プロローグ
森は生い茂る緑豊かな木々が生え、風が吹くと木々に付いている葉と葉がお互いを触り合い独特の音を鳴らす。
その葉々の隙間からは空から大地を照り輝かせる太陽の陽光が漏れ出し、一筋の光の柱がいくつもの姿を現す。
いくつもの光の柱はいっそう木々の雰囲気を際立たせ、さらにそこに鳥達の美しいさえずりさえ響き渡る。
大地には青々しい草花が生え命の恵みの光を与え、より森を豊かにしその木々や草花の恩恵を受けるかのように多くの動物が生き生きと生きている。
そんな森―深緑の森はユーデリア新王国が領地に持つ場所で、かなりの規模を持つ巨大な森であった。
その為コーデリア新王国は、この森で取れる上質な木々や副産物が新王国の貴重な財産と踏み、公に国民に発表し、昔からこの森の近隣に住まう住民に土地を与え他の場所に移し、この森を王国直属の固有地と近づくことを禁止にした。

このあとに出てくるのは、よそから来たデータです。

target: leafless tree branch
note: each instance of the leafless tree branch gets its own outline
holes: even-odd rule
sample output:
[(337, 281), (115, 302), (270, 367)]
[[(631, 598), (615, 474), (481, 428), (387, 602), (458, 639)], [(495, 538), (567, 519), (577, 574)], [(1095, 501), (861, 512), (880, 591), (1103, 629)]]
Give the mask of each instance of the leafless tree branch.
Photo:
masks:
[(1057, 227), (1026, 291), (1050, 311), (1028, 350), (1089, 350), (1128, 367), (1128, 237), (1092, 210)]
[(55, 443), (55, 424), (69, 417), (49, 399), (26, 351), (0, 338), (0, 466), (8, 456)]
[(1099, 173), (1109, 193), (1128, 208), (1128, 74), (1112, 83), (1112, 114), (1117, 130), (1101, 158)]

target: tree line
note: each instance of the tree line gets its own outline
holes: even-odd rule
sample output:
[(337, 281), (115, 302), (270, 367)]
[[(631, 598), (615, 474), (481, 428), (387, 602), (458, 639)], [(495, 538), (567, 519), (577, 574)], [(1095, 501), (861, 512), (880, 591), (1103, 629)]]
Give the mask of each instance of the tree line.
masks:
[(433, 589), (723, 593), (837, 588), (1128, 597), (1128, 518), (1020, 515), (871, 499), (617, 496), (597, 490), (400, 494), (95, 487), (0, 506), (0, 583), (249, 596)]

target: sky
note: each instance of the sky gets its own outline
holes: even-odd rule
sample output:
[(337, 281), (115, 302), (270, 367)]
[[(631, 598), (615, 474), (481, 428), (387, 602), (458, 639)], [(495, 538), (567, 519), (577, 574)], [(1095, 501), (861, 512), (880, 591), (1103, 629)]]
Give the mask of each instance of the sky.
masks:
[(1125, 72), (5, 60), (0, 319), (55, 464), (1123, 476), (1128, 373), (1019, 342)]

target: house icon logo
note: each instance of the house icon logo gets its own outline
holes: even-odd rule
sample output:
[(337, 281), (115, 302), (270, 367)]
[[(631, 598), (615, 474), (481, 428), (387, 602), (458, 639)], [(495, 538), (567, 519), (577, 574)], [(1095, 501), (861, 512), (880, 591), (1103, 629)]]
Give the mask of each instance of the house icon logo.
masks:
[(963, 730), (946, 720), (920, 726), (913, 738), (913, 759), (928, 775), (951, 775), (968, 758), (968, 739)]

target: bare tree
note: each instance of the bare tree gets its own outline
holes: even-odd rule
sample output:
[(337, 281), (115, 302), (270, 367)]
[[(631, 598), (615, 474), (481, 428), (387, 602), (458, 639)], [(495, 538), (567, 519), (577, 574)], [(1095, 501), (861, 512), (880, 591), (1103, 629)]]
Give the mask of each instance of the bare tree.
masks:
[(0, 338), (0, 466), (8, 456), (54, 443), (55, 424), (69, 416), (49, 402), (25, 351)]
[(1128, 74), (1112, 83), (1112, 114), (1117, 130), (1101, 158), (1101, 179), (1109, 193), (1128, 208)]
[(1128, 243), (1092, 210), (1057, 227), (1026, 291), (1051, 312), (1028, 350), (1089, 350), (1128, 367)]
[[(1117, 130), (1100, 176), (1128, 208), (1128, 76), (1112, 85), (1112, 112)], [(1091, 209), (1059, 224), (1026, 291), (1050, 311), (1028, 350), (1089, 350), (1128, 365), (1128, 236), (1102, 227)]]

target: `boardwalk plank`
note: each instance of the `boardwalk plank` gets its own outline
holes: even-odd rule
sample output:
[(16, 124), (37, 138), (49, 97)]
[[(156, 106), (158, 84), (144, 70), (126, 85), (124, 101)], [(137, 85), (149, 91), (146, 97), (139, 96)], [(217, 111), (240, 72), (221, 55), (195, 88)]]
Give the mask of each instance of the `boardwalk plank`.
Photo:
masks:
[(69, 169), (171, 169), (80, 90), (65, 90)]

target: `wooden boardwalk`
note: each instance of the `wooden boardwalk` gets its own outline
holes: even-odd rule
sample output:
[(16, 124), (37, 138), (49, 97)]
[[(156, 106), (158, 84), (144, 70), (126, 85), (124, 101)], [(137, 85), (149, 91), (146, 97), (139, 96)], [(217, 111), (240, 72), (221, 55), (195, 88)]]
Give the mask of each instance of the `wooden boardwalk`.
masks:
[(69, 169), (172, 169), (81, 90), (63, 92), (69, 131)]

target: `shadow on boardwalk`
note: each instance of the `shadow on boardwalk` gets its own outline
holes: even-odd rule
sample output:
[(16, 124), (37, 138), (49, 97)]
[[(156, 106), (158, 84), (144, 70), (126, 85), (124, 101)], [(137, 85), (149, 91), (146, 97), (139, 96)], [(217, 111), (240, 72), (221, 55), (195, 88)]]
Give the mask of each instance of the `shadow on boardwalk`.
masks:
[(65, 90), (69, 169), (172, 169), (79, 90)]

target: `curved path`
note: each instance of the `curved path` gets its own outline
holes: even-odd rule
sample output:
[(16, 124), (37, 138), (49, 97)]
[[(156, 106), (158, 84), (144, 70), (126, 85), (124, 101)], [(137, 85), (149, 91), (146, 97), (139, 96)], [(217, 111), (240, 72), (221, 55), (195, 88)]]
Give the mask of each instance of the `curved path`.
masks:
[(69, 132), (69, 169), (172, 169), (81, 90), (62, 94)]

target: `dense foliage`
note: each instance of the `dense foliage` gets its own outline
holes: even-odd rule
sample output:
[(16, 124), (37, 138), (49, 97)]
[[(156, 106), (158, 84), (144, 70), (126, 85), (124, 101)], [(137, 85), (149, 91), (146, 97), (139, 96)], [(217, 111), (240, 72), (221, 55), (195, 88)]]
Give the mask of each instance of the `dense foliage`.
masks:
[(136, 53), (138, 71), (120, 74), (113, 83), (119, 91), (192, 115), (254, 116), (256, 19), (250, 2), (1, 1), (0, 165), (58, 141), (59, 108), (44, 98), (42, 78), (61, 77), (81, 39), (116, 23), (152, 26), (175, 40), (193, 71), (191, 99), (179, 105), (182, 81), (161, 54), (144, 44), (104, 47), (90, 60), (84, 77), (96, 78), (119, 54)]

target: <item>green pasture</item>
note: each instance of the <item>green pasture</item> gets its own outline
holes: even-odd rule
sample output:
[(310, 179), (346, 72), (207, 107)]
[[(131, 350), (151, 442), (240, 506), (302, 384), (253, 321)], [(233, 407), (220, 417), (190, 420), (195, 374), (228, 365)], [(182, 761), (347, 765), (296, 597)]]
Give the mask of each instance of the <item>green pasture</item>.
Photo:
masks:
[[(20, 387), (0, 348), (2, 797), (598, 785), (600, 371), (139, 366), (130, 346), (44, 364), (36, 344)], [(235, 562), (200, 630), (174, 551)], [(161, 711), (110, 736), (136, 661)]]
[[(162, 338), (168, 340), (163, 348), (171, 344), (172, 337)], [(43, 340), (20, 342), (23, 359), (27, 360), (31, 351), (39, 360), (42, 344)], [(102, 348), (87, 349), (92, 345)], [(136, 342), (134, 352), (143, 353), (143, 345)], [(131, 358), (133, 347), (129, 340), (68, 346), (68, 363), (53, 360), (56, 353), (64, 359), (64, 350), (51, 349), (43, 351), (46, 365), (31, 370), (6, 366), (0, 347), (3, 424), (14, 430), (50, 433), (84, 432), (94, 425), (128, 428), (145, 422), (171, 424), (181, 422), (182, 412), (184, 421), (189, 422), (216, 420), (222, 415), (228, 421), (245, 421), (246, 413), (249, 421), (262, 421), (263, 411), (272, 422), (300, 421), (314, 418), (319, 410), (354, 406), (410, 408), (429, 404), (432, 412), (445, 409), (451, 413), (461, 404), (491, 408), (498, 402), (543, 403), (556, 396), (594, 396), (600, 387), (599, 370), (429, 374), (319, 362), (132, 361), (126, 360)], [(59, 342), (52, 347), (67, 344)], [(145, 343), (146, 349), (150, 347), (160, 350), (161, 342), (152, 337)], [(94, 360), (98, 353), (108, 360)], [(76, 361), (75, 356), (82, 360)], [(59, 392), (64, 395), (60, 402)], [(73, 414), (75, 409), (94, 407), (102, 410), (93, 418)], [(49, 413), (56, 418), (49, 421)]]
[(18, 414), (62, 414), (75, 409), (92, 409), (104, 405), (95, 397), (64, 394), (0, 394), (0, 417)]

また、不法に侵入する悪徳商人や盗賊から守る為と言う名目で、森に結界魔具である魔性結晶を囲むように配置、さらに王都から定期的に騎士を送り検問をするという通常ではありえないほどの頑丈な警備網を敷いていた。
この森を厳重に守っているユーデリア新王国というのは、主に東をルシェラ、西をノラン、南を山脈が連なりそのさきにムルアジナ、北を広大な海に面している。
ユーデリア新王国は海産物と魔具を主な産業にしており、それを友好国であるルシェラや他国に輸出し経済を成り立たせていた。
魔具というのは、人間や魔力を持つものが流し込むことにより、設定しておいた現象を引き起こすものである。
例えば、火の魔具であったら魔力を通すことにより燃え盛る火炎を通した魔力分だけ燃え続けるのだ。
そのほかにもディラン、マルノリアとユーデリア新王国と並ぶ国も存在するが、小国も少なくなくお互いに睨みを利かせて均衡が保たれている。
だが現在戦争とまでは行かないが、野望を持つ各国の小競り合いや内乱が小規模で紛争が起きている為、いつ戦争が起きてもおかしくは無かった。
そのため各国は軍隊を増強し、いつ何時でも動けるように常に他国の情報を仕入れることや同盟や政略結婚などが一般化してきているのである。
だが、昔はこれほど各国の間柄は緊張状態ではなかった。
これも全て「魔王」という恐怖の存在が「勇者」によって消え、人々の心に余裕が生まれ始めたのが原因であったのだろう。
しかし、これだけで恐怖が終わったわけではなかった。
これは新たなる物語の始まりの予兆であった。